The expansion coincides with a decline in the proportion of postgraduates who enter academic research and teaching and so is creating a fast-growing supply of postgraduates to the labour market. To date, however, there is little evidence of this causing 'inflation' in the value of degrees, with higher degrees supplanting honours as the main selection criterion for entry to higher-status jobs as graduate unemployment swells.

The 1992 Graduate Review by the Institute of Manpower Studies found 'little explicit demand for those with postgraduate qualifications outside certain applied science areas and higher education'. The exceptions were in the life sciences, especially areas such as biotechnology, where there was a discrete demand for those with masters degrees and PhDs and parallel high initial unemployment rates among first-degree graduates; and in information technology, where there had been a strong demand for graduates with masters degrees, especially those qualifying via conversion courses sponsored by the Science and Engineering Research Council. But demand for PhDs in information technology had been low.

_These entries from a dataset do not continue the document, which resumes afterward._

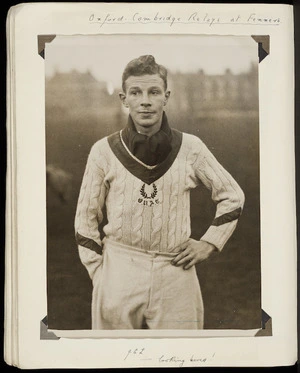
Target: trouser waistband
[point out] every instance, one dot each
(121, 247)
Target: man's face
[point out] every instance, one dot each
(145, 97)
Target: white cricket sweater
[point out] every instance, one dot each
(149, 207)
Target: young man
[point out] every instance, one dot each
(143, 270)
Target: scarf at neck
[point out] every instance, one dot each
(151, 150)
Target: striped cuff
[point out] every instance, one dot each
(88, 243)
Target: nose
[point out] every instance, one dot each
(145, 100)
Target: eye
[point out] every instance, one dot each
(134, 93)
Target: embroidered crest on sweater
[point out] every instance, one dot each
(148, 196)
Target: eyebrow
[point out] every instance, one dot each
(153, 87)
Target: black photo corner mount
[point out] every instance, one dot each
(42, 40)
(263, 51)
(266, 325)
(265, 331)
(44, 333)
(263, 45)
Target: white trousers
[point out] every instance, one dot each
(134, 289)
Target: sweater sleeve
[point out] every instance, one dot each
(225, 192)
(89, 212)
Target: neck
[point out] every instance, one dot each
(148, 131)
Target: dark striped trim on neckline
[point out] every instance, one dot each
(148, 176)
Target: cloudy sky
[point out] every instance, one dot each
(105, 56)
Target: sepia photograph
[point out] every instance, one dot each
(153, 182)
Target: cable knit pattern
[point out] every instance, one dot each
(174, 187)
(157, 223)
(226, 193)
(137, 216)
(156, 217)
(119, 192)
(91, 198)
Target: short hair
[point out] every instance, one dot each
(144, 65)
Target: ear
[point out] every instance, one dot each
(167, 95)
(122, 96)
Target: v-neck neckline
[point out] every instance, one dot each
(137, 168)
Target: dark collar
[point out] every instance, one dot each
(142, 172)
(153, 149)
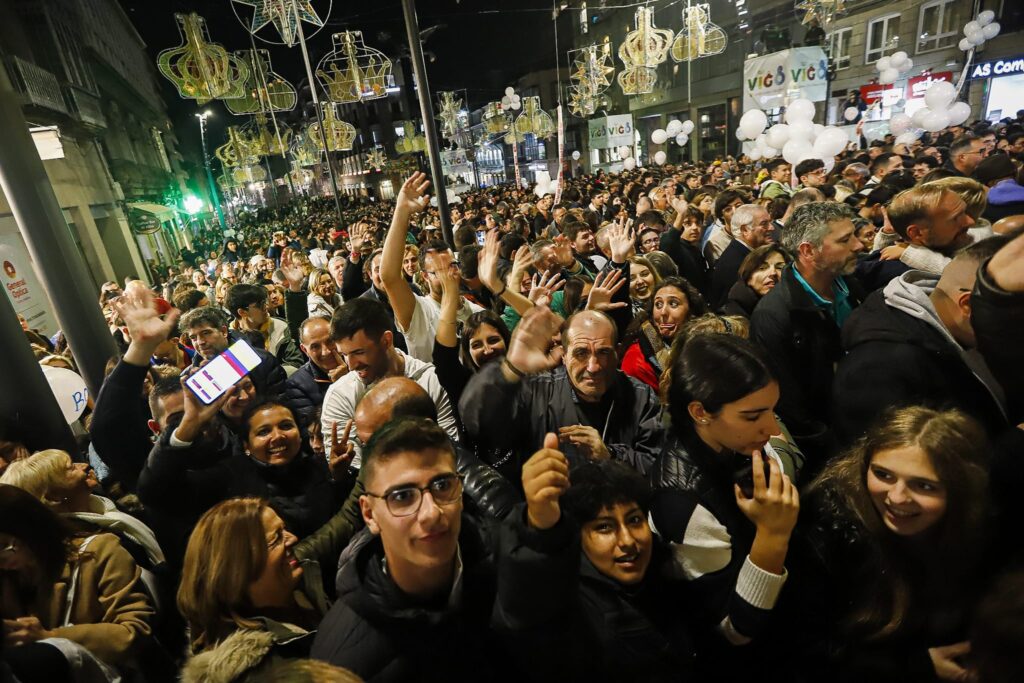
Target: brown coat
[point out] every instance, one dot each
(111, 611)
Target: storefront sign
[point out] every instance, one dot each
(23, 288)
(1007, 67)
(612, 131)
(918, 85)
(771, 79)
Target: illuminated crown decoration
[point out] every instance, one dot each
(264, 90)
(352, 72)
(285, 14)
(245, 174)
(698, 38)
(496, 121)
(641, 52)
(238, 151)
(410, 142)
(449, 108)
(304, 150)
(532, 120)
(202, 70)
(592, 70)
(822, 10)
(340, 134)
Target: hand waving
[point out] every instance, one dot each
(413, 197)
(545, 479)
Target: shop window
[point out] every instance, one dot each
(939, 25)
(883, 35)
(839, 48)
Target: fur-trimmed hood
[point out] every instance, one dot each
(242, 651)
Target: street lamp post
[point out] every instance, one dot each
(206, 162)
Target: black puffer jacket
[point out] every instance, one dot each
(894, 359)
(516, 417)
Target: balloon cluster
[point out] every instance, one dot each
(545, 185)
(797, 139)
(678, 130)
(982, 28)
(893, 67)
(511, 99)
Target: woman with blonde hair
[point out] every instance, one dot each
(893, 551)
(242, 594)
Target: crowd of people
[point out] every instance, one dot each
(685, 423)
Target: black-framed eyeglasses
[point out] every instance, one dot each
(406, 501)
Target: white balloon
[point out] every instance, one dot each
(935, 121)
(70, 390)
(940, 94)
(800, 110)
(802, 130)
(797, 151)
(777, 135)
(958, 113)
(899, 124)
(752, 123)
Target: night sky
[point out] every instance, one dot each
(479, 45)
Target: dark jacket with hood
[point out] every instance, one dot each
(516, 417)
(899, 353)
(803, 345)
(384, 635)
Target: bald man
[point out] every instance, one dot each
(909, 344)
(574, 390)
(485, 491)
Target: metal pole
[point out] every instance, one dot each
(31, 411)
(209, 174)
(320, 120)
(427, 112)
(60, 265)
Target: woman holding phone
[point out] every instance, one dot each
(722, 499)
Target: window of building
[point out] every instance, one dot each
(839, 47)
(881, 33)
(939, 25)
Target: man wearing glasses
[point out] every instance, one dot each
(417, 591)
(965, 155)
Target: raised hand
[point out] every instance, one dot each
(545, 479)
(413, 197)
(532, 348)
(587, 439)
(605, 286)
(543, 287)
(342, 451)
(775, 504)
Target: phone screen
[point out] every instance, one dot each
(216, 377)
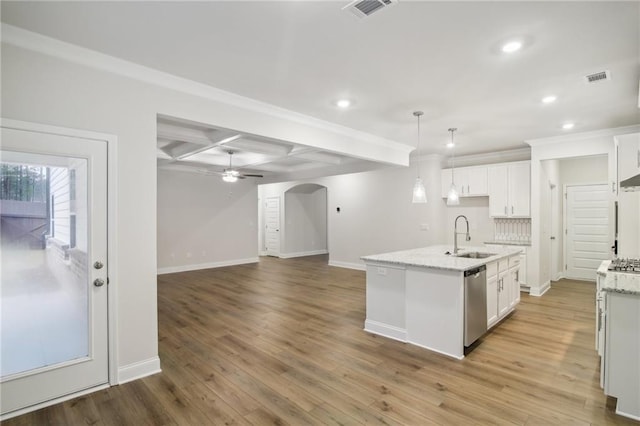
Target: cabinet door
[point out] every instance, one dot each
(504, 298)
(515, 287)
(498, 191)
(492, 300)
(461, 179)
(519, 193)
(477, 183)
(522, 275)
(446, 182)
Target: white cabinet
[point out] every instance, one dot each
(514, 281)
(620, 368)
(628, 155)
(509, 187)
(503, 289)
(470, 181)
(504, 293)
(492, 294)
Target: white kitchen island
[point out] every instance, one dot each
(417, 296)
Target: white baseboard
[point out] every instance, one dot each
(195, 267)
(437, 351)
(539, 291)
(51, 402)
(138, 370)
(348, 265)
(385, 330)
(302, 254)
(630, 416)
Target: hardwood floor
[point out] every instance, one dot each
(281, 342)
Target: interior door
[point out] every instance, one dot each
(53, 294)
(272, 226)
(587, 233)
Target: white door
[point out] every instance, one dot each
(53, 290)
(587, 230)
(272, 226)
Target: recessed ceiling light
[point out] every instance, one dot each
(512, 46)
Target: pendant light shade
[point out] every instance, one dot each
(419, 193)
(453, 199)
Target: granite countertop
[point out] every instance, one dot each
(509, 243)
(622, 282)
(602, 269)
(435, 257)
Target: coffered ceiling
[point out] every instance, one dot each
(443, 58)
(189, 146)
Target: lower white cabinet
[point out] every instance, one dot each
(620, 368)
(503, 288)
(492, 300)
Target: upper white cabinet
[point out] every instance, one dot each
(509, 188)
(470, 181)
(628, 155)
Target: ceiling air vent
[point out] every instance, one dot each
(364, 8)
(597, 77)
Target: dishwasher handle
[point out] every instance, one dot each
(475, 271)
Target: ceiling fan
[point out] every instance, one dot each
(232, 175)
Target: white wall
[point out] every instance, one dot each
(376, 214)
(481, 226)
(586, 144)
(125, 101)
(584, 170)
(305, 216)
(205, 222)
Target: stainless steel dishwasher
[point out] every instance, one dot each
(475, 304)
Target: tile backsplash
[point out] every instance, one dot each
(508, 229)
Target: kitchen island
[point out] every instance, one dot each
(417, 296)
(618, 337)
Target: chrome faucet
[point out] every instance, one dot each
(455, 233)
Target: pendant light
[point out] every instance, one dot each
(453, 198)
(419, 193)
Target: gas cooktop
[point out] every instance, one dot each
(625, 265)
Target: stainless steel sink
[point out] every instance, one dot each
(475, 255)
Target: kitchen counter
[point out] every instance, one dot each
(435, 257)
(618, 282)
(510, 243)
(417, 296)
(618, 337)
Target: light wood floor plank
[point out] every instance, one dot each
(282, 342)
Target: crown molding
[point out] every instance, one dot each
(52, 47)
(602, 133)
(519, 154)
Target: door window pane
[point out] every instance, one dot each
(44, 261)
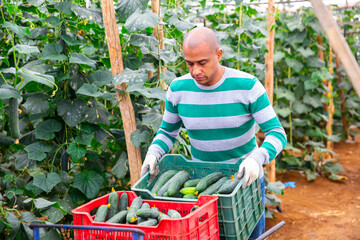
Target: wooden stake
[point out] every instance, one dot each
(125, 105)
(337, 40)
(269, 74)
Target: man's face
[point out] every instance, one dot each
(203, 63)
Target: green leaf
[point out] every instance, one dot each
(121, 167)
(53, 214)
(89, 90)
(37, 151)
(143, 40)
(130, 77)
(153, 118)
(71, 113)
(47, 183)
(37, 103)
(30, 76)
(70, 41)
(26, 49)
(76, 151)
(20, 31)
(127, 7)
(52, 51)
(180, 25)
(7, 91)
(101, 77)
(82, 59)
(139, 21)
(138, 137)
(46, 130)
(89, 183)
(41, 203)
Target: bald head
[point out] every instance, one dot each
(200, 35)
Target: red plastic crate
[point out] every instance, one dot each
(201, 224)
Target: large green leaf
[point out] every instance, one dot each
(37, 103)
(72, 113)
(37, 151)
(30, 76)
(76, 151)
(101, 77)
(46, 183)
(89, 90)
(139, 21)
(153, 118)
(180, 25)
(7, 91)
(121, 167)
(46, 130)
(26, 49)
(89, 183)
(127, 7)
(143, 40)
(52, 51)
(130, 77)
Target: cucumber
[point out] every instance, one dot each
(13, 111)
(188, 196)
(124, 202)
(149, 222)
(214, 187)
(228, 187)
(113, 200)
(165, 187)
(135, 205)
(101, 213)
(120, 217)
(188, 191)
(148, 213)
(162, 216)
(192, 182)
(208, 180)
(162, 180)
(174, 214)
(177, 182)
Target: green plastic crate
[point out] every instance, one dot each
(239, 211)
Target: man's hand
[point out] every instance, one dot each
(149, 165)
(249, 169)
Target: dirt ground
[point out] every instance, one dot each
(322, 209)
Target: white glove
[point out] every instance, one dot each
(149, 164)
(249, 169)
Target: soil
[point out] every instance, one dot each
(322, 209)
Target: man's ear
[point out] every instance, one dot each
(219, 54)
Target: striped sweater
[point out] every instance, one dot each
(220, 119)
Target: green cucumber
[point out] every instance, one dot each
(149, 222)
(148, 213)
(162, 216)
(214, 187)
(208, 180)
(113, 200)
(101, 214)
(188, 196)
(135, 205)
(123, 202)
(177, 182)
(192, 182)
(162, 180)
(120, 217)
(188, 191)
(174, 214)
(13, 111)
(228, 187)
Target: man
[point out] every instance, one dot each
(219, 107)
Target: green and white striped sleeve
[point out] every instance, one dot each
(265, 117)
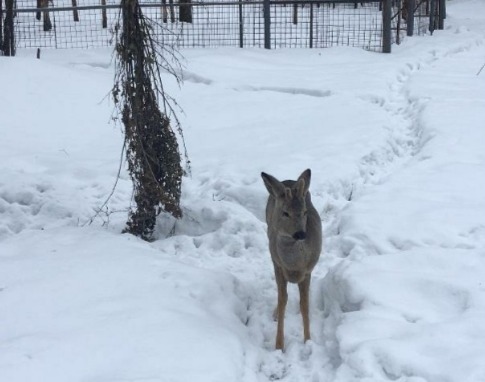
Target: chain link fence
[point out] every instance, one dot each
(262, 23)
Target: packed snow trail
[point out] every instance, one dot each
(396, 150)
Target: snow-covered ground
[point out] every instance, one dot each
(396, 147)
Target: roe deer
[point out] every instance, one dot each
(295, 243)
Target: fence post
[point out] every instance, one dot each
(311, 25)
(442, 14)
(241, 25)
(410, 7)
(104, 17)
(1, 25)
(386, 26)
(267, 24)
(8, 45)
(75, 13)
(432, 16)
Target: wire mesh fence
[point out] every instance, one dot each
(238, 23)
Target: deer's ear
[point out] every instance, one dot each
(273, 185)
(303, 182)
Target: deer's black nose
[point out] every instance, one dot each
(300, 235)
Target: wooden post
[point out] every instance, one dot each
(45, 15)
(163, 11)
(410, 6)
(1, 25)
(185, 11)
(171, 9)
(8, 45)
(104, 16)
(267, 24)
(38, 15)
(241, 24)
(386, 26)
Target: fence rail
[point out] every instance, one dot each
(369, 24)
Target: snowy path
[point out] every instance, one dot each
(395, 143)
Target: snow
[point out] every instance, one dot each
(395, 143)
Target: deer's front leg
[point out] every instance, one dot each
(281, 307)
(304, 287)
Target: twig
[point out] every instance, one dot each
(105, 203)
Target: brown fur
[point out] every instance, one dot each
(295, 243)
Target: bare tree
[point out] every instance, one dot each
(152, 149)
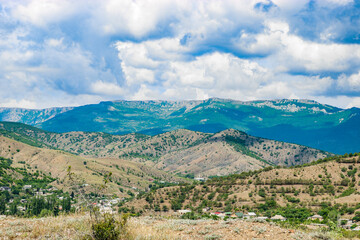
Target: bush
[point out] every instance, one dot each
(45, 213)
(109, 228)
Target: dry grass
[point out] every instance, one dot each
(145, 228)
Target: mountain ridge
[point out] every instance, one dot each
(180, 151)
(305, 122)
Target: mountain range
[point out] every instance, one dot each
(304, 122)
(182, 151)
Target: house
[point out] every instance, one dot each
(278, 218)
(199, 179)
(204, 210)
(250, 215)
(5, 188)
(316, 217)
(27, 187)
(357, 228)
(183, 211)
(106, 210)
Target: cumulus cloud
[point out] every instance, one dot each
(77, 52)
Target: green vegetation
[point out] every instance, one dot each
(29, 194)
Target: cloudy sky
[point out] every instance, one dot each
(68, 53)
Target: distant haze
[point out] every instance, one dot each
(72, 53)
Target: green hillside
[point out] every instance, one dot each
(303, 122)
(181, 151)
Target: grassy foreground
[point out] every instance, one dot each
(77, 226)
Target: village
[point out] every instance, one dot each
(313, 222)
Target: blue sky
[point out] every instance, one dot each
(70, 53)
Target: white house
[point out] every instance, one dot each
(250, 215)
(316, 217)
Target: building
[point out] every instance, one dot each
(5, 188)
(204, 210)
(199, 179)
(278, 218)
(316, 217)
(183, 211)
(27, 187)
(250, 215)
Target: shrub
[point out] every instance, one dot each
(107, 227)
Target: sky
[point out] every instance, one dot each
(68, 53)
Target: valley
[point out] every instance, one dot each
(303, 122)
(180, 151)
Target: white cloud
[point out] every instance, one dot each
(41, 13)
(349, 83)
(23, 103)
(172, 49)
(105, 88)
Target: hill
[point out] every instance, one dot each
(30, 116)
(327, 185)
(181, 151)
(303, 122)
(125, 175)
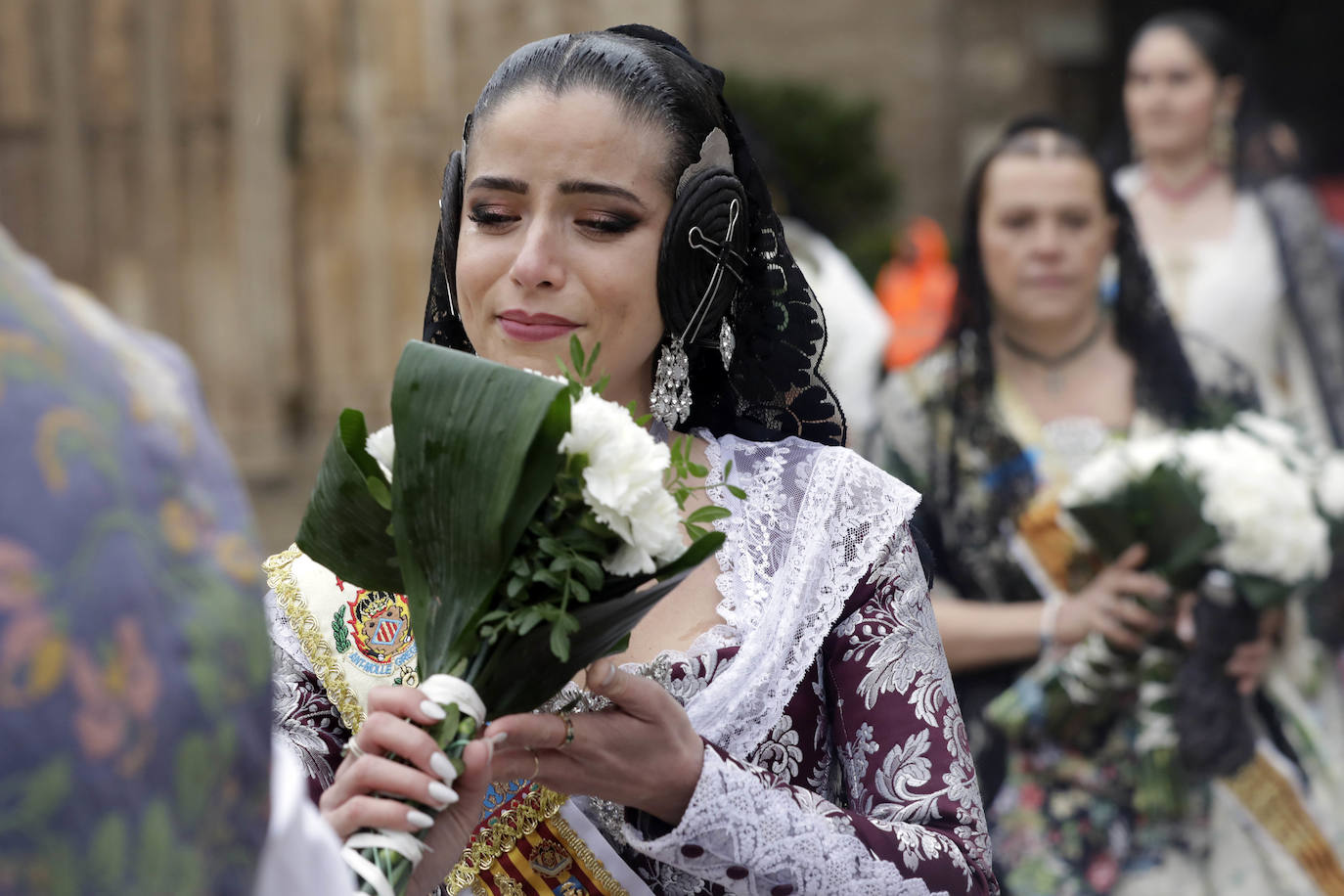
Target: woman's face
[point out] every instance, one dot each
(1043, 236)
(562, 220)
(1172, 94)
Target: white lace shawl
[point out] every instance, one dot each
(813, 522)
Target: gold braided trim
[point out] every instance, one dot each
(493, 841)
(592, 864)
(281, 580)
(1272, 799)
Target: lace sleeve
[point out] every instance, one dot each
(304, 716)
(915, 821)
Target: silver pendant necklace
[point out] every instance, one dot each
(1055, 364)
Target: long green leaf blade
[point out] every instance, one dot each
(344, 527)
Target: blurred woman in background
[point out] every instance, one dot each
(1243, 265)
(1038, 374)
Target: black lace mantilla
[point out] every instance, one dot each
(773, 388)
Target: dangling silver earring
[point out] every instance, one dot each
(671, 398)
(726, 341)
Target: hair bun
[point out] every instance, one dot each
(695, 265)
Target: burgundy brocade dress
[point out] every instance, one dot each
(863, 784)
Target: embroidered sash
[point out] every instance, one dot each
(531, 841)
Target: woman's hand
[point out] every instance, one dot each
(1250, 659)
(642, 752)
(370, 788)
(1107, 605)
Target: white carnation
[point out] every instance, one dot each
(1262, 510)
(1329, 486)
(1116, 467)
(381, 448)
(622, 482)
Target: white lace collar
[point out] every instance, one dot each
(813, 522)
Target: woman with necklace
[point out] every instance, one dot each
(780, 723)
(1247, 267)
(1037, 375)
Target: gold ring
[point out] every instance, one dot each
(568, 729)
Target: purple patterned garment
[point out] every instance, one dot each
(870, 749)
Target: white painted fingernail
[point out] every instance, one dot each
(441, 794)
(442, 767)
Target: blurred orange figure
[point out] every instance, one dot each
(917, 288)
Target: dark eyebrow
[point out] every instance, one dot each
(571, 187)
(492, 182)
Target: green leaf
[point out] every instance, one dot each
(549, 579)
(577, 356)
(381, 492)
(578, 591)
(344, 527)
(528, 619)
(476, 456)
(523, 672)
(708, 514)
(340, 632)
(590, 571)
(560, 630)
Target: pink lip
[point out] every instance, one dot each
(534, 328)
(1050, 283)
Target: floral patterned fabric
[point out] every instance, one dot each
(133, 655)
(861, 781)
(1060, 814)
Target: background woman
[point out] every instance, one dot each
(1243, 265)
(781, 723)
(1037, 375)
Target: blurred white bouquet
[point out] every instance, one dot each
(1246, 500)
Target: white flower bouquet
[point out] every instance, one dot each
(1235, 503)
(521, 516)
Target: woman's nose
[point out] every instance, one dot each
(539, 261)
(1048, 240)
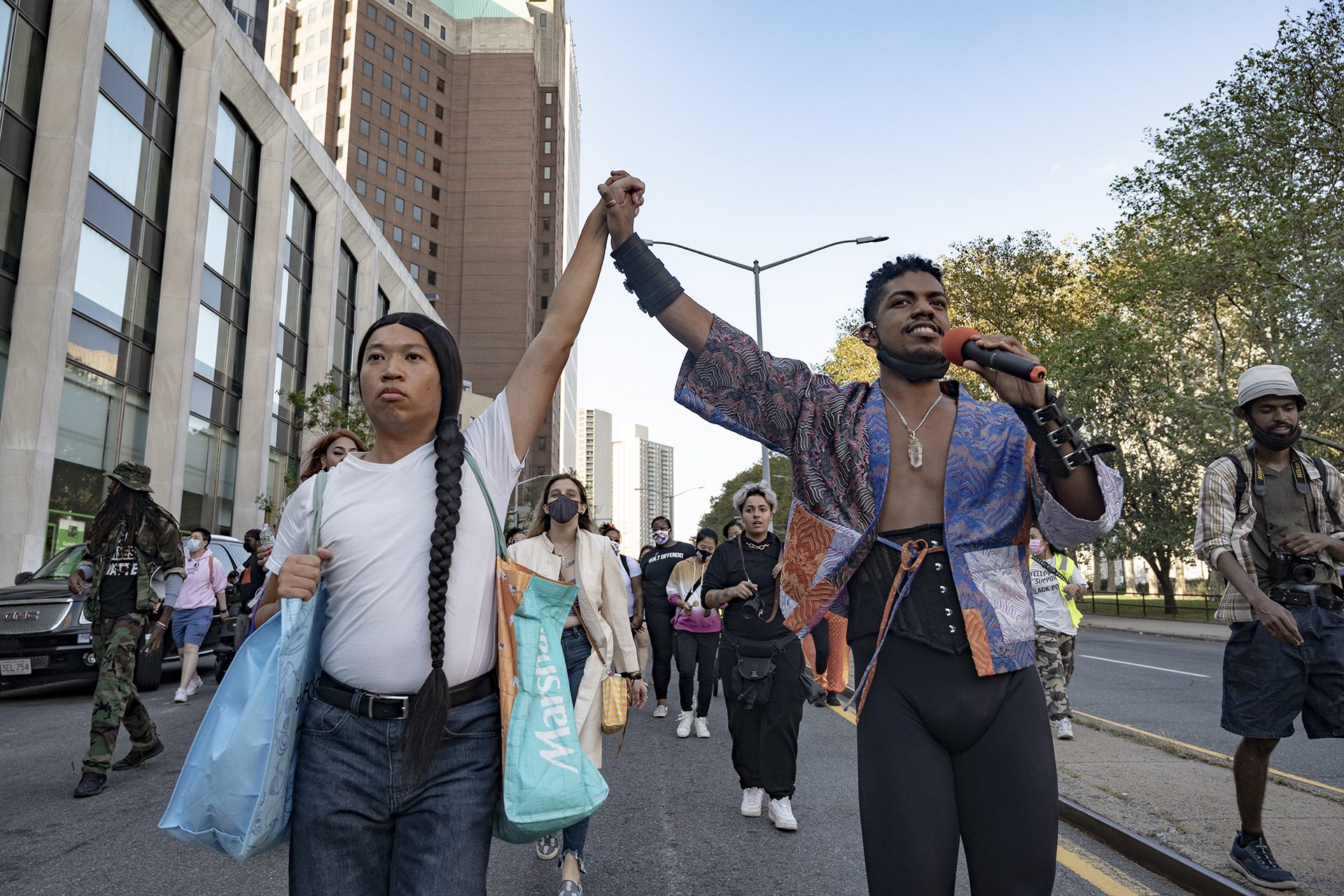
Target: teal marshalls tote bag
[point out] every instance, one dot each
(549, 780)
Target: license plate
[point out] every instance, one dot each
(17, 666)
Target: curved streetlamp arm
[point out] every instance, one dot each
(839, 242)
(726, 261)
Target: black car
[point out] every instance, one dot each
(45, 638)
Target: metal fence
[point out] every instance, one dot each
(1195, 608)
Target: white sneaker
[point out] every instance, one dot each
(781, 814)
(752, 798)
(683, 723)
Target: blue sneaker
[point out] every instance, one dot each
(1256, 860)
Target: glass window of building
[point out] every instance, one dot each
(222, 328)
(23, 52)
(292, 355)
(347, 281)
(105, 397)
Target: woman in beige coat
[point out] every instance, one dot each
(564, 545)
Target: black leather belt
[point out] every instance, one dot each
(386, 707)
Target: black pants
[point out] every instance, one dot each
(948, 755)
(765, 739)
(660, 638)
(696, 649)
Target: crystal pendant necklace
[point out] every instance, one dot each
(916, 450)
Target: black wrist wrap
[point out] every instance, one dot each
(645, 276)
(1038, 419)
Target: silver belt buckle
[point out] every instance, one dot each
(405, 700)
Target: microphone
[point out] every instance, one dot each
(960, 347)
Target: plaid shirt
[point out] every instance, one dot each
(1224, 528)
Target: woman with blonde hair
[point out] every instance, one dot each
(331, 450)
(564, 545)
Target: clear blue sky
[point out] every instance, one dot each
(764, 130)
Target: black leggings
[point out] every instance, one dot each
(945, 754)
(696, 649)
(660, 638)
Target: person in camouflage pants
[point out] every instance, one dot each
(130, 540)
(115, 699)
(1056, 664)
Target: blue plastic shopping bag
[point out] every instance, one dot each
(234, 790)
(549, 780)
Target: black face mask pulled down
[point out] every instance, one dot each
(564, 508)
(911, 371)
(1273, 441)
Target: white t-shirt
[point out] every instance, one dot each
(377, 522)
(1051, 609)
(634, 573)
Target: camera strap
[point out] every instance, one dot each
(1260, 488)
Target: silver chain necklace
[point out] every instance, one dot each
(916, 450)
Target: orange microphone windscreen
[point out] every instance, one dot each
(955, 340)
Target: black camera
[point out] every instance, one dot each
(1287, 567)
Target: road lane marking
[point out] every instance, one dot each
(1100, 874)
(1195, 675)
(1206, 751)
(1105, 878)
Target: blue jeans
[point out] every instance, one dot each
(577, 649)
(1268, 682)
(356, 830)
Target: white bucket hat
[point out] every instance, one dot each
(1268, 379)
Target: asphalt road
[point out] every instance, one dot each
(670, 828)
(1174, 687)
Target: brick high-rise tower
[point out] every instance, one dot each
(456, 121)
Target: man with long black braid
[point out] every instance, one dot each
(398, 767)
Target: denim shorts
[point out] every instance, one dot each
(190, 626)
(1268, 681)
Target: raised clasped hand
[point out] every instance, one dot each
(622, 197)
(302, 574)
(1009, 388)
(1307, 543)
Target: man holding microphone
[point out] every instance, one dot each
(911, 511)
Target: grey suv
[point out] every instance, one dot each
(45, 638)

Indifference to higher study peaked in the social sciences, where employers explained that where they did recruit postgraduates 'it was because they liked the individual, not necessarily because of the qualification'. 'For most employers the time spent on a doctorate was seen as less relevant than an equivalent period of work experience,' the researchers concluded.

The Association of Graduate Recruiters' 1993 salary and vacancy survey, published this month, confirmed the IMS findings. 'Telephone interviews revealed that unless a higher degree was vocationally related to the position being filled, it was usually ignored. Indeed some recruiters suggested a non-vocational higher degree could be a handicap to recruitment,' the AGR reported. This attitude - which would be considered high insanity in the United States, where a masters degree is regarded as a respectable minimum in most managerial and professional jobs, or in Germany, where the average first degree terminates at the equivalent of the UK masters level - is reflected in salary levels.

A study of graduates in the 1980s across all subjects found that there was no general financial advantage to postgraduate study for those going on to work in the UK, the IMS report said.

The AGR survey showed a fall in the numbers of recruiters making distinctions in the level of starting salary by qualification; from 43 per cent in 1992 to 37 per cent this year. In the industrial sector, the AGR found that only 25 per cent of recruiters offered a salary differential to Ph Ds and 10 per cent to MAs or MScs. In the non-industrial sector, a mere 10 per cent recognise a PhD in salary levels and 7.5 per cent acknowledge an MA.

Among these, the median salary supplement offered for an MA is pounds 724, pounds 224 more than that granted to graduates with a first or those who studied on a sandwich basis. Three years' further study and a PhD attracts a median pounds 2,175 supplement.

Clearly it is not the financial rewards that are drawing more graduates into higher study, so what is the attraction? Tony Raban, director of the Cambridge University careers service, says: 'There are two interrelated pressures: one is the lack of jobs and the other is the expansion of short taught masters course. There have been places available but no concommitant increase in funding, so many students are funding themselves.'

The postgraduate boom comes as graduate unemployment reaches the highest level in a decade, exceeding 12.9 per cent in 1982, the bleakest year of the last recession. As unemployment has spiralled since 1989, so has the number of graduates going straight on to postgraduate study, rising from 8.7 per cent to over 12 per cent in 1992. Tom Snow, director of the Oxford careers service, says there is a widespread feeling of 'why not stay on, things may turn out to be better later'.

But Mr Raban is concerned that many students have false expectations that may lead to hardship and disillusionment later. 'Many students are doing masters courses that they regard as vocational but which we would not see as very useful,' he says.